Forking a session starts a new, independent AoE session from an existing session’s conversation context, so you can take the same history in a different direction. The original session and its transcript are left untouched.

To branch a conversation into a new session rather than continuing the same one in place, fork it. (To continue the same conversation, see Session Resume.)

How to fork

TUI

Open the command palette and run Fork session (resume context, diverge), or right-click a session row and choose Fork session. There is no keyboard shortcut by design; the palette and the context menu are the two entry points.
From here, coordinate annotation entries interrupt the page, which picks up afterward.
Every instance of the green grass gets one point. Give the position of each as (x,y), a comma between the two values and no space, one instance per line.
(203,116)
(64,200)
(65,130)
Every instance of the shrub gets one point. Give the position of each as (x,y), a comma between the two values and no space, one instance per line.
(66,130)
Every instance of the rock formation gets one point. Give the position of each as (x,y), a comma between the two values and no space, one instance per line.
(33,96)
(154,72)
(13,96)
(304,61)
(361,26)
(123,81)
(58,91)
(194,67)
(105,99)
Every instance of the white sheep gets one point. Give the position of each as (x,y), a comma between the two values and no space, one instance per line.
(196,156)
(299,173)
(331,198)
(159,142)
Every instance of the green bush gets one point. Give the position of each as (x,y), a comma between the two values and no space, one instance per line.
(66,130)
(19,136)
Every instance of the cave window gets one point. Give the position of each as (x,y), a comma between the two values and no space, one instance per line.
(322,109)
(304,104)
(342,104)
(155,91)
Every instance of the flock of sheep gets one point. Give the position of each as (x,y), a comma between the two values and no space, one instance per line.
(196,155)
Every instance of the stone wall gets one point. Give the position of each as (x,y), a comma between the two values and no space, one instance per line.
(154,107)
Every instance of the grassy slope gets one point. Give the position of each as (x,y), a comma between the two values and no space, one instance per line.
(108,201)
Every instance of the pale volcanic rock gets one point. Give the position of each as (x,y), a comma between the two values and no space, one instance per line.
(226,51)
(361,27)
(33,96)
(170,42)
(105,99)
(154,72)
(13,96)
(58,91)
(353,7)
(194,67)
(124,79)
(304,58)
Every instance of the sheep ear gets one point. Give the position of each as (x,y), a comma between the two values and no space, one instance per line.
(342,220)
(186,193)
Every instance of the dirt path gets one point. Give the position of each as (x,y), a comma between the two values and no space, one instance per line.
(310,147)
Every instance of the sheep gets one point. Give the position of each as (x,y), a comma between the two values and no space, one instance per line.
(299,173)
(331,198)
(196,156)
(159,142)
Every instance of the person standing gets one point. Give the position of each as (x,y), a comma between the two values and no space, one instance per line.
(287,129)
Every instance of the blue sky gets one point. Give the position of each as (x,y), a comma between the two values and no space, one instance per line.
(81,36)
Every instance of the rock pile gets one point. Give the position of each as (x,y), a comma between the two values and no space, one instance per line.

The new-session dialog opens prefilled with the source session’s working directory and group, with the title defaulted to <name> (fork). Adjust anything you like, then create the session.

Web dashboard

Open a session’s context menu in the sidebar and choose Fork session. The option appears for forkable structured sessions.

CLI

Pass --fork-from with the source session’s id or title:

aoe add --fork-from <session-id-or-title>

This creates a terminal session that resumes the source’s conversation and then runs independently.

The fork inherits the parent’s agent by default, so you normally omit --tool / --cmd. If you do pass one, it must match the parent’s agent: a captured conversation is agent-specific, so forking a Claude session as Codex is rejected rather than run against the wrong agent. Because a fork must run in the parent’s working directory and filesystem to resolve the prior conversation, --fork-from cannot be combined with --worktree / --new-branch, --sandbox / --sandbox-image, or a --cmd that already carries its own --resume flags.

What gets inherited

The fork inherits:

  • The parent’s conversation context, which the fork resumes from.
  • The working directory. This is required so the agent can resolve the prior conversation, so the fork runs in the same directory.
  • The group.
  • The tool (agent).

From there the fork diverges as its own session: it has its own id, shows up separately in the session list, and survives restarts independently of the parent.

The original is untouched

Forking only reads the parent’s conversation. The parent session and its transcript are never modified, so you end up with two independent sessions: the original, exactly as it was, and the new fork.

Which agents support forking

Forking needs an agent that can branch a conversation:

  • Terminal sessions: claude, codex, and opencode.
  • Structured (ACP) sessions: the Claude adapter (claude-agent-acp).

Resume-only agents (such as gemini, vibe, kiro, qwen, and copilot) and non-resuming agents (such as cursor and droid) cannot fork. For those, the Fork option is hidden or refused.

Fork vs. resume

Resume continues the same conversation in place; fork branches it into a new, separate one. For resuming a session’s own conversation, see Session Resume.